Although this holiday is technically a national holiday in the US and not in the UK, we have decided to embrace it anyway; I mean, who are we to discriminate against any holiday which sets out to celebrate alcohol? Besides, we Britons can’t help but love a historical backstory (especially those that start out on a ship somewhere), so to mark this occasion, here’s a breakdown of the famous Whiskey Sour.
A classic staple in the mixology world, the Whiskey Sour is a mixed drink which has been enjoyed by various merry consumers for centuries. So how did it first come about? I hear you ask. Well, like so many great tales, it started on board a ship. In the 1700s travelling via the mighty oceans was no easy feat, and many sailors came to accept that scurvy, malnutrition and sea-sickness were part and parcel of the process.
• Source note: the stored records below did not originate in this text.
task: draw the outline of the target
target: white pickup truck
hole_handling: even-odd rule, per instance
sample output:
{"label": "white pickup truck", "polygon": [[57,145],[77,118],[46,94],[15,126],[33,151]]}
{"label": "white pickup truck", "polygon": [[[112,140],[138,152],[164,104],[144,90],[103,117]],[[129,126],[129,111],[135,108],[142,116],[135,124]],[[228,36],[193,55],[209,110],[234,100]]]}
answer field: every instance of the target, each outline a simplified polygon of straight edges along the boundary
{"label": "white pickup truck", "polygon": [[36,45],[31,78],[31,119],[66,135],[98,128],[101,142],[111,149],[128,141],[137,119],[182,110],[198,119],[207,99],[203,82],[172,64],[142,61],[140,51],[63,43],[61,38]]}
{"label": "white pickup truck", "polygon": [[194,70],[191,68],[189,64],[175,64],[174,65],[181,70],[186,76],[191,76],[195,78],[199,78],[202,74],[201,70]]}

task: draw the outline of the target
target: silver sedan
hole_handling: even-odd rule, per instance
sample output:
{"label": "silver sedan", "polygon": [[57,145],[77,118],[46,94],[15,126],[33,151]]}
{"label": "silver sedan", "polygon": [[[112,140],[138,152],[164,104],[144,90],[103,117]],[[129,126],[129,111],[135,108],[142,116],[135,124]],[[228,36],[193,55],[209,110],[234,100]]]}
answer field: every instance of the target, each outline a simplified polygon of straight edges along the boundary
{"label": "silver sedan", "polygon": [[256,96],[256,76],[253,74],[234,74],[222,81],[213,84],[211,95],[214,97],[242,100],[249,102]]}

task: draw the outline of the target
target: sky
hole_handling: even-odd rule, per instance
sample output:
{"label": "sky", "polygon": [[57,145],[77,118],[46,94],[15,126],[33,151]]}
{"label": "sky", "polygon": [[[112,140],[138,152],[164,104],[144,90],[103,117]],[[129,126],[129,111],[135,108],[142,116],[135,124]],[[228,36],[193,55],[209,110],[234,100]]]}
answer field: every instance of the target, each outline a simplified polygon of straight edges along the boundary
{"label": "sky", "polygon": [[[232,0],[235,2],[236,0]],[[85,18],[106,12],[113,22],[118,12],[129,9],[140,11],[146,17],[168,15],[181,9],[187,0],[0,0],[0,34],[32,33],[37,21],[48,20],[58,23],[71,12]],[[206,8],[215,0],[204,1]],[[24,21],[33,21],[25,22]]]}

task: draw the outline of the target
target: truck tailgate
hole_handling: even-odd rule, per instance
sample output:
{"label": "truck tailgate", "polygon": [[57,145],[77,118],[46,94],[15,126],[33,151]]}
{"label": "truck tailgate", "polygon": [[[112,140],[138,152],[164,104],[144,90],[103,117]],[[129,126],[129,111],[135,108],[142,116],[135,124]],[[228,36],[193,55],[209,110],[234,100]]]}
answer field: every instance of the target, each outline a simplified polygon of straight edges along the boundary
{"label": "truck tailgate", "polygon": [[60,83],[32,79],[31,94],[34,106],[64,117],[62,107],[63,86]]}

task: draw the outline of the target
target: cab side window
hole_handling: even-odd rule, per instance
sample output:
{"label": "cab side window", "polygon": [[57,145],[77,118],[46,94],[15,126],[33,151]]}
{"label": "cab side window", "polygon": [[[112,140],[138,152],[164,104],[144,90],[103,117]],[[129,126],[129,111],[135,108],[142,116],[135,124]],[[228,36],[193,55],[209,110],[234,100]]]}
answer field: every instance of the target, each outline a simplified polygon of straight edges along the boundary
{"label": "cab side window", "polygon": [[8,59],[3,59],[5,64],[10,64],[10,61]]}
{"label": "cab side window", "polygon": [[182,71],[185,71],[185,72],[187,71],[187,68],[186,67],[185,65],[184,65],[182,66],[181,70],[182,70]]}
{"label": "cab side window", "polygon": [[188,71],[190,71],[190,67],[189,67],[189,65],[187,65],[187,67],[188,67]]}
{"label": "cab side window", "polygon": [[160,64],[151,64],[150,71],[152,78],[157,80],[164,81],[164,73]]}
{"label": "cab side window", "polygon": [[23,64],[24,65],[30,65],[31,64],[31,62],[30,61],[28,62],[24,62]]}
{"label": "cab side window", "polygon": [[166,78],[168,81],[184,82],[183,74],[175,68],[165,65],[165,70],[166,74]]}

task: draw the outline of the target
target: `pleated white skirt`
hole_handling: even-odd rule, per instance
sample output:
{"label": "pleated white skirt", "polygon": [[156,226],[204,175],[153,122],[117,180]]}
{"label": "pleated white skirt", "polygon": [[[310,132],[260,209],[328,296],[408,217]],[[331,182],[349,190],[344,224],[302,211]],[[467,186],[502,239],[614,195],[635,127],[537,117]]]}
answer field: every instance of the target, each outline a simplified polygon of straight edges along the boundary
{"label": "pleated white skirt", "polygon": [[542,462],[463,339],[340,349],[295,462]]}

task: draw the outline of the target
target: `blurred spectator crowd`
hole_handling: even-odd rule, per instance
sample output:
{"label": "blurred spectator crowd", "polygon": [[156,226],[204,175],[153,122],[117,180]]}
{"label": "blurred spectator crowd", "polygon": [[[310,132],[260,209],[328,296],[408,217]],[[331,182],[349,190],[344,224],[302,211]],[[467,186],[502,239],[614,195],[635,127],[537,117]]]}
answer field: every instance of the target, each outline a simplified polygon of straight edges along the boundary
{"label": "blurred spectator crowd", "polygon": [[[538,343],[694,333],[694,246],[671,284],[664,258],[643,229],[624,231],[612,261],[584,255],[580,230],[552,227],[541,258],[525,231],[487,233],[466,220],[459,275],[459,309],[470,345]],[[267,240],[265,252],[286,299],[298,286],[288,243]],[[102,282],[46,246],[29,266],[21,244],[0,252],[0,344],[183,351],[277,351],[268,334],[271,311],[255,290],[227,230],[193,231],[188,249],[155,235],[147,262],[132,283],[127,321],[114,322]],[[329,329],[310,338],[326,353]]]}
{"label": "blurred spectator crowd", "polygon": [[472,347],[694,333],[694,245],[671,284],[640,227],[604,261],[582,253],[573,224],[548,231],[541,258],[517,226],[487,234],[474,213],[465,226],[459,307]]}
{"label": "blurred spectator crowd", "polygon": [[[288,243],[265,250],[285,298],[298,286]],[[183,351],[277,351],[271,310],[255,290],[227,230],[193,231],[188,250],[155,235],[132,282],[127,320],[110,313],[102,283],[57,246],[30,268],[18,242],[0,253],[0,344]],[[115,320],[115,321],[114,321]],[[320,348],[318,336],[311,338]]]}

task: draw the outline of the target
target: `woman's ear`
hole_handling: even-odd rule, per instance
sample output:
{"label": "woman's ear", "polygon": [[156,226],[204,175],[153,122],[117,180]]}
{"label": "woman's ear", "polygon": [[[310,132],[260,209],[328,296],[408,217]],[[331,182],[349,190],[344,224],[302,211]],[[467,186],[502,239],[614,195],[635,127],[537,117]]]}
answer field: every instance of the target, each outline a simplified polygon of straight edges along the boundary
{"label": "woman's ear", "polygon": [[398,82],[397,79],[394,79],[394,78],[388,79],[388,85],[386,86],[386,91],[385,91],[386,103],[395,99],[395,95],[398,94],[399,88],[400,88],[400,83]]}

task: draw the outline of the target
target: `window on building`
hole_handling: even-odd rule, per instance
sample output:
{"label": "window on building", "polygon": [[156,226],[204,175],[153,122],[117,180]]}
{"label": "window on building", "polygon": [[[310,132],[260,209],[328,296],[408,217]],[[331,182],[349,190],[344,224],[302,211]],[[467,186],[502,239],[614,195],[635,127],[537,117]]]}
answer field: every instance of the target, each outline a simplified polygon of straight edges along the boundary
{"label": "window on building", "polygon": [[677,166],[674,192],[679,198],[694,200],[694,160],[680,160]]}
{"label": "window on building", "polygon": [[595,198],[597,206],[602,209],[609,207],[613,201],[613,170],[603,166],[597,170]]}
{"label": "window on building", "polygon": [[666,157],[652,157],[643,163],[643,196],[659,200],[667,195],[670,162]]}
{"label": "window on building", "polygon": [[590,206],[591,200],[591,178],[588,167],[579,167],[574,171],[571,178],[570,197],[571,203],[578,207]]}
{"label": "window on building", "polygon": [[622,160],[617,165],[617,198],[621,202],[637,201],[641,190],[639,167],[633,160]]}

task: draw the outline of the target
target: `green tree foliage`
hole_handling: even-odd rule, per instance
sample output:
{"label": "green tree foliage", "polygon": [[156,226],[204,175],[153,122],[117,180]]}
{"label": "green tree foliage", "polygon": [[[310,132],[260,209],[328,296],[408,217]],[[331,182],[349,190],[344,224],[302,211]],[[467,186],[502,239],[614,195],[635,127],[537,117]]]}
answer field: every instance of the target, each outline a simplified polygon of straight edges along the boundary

However, this all changed when Vice Admiral Edward Vernon, an English naval officer (you see, Whiskey Sour Day should be a British national holiday), began mixing ingredients as an attempt to reduce the number of men falling ill with such illnesses. Sailors were given rations which included items such as limes and lemons in order to prevent scurvy- they just needed a way to ingest it.
They were also given some form of alcohol as something safe to drink. To prevent a ship full of intoxicated shipmates, the alcohol, usually rum once it was discovered, was diluted and lemon or lime juice added to mask the flavour of the rum. This was a very early version of the Sour. The sailors then very kindly brought the concept of the Sour home with them, and it’s gradually become refined to the cocktail we enjoy today. Typically, the British substituted the rum for gin or brandy, but the Americans preferred their Sour to be made with whiskey.
The recipe itself was first written down in Jerry Thomas’ 1862 book, ‘How to Mix Drinks’. The original recipe highlights the main ingredients of the Whiskey Sour, which are: whiskey, lemon juice and sugar. Nevertheless, many of the recipes you will see nowadays also include a dash of egg white, which is sometimes added to give the drink a creamier taste, as well as to make it more aesthetically pleasing. Thomas’ version also dictated a wine glass and shaved ice, whereas we prefer our Whiskey Sours to be ‘on the rocks’ in an old-fashioned glass, garnished with half an orange slice and a maraschino cherry.
The Whiskey Sour has proven to be capable of standing the test of time as it withstood the effects of prohibition, which resulted in many classics from the day becoming virtually unknown (a Bijou anyone?). With the simple and old- fashioned cocktails finding their way onto more menus and drink boards as they become increasingly fashionable, I believe the Whiskey Sour is here to stay.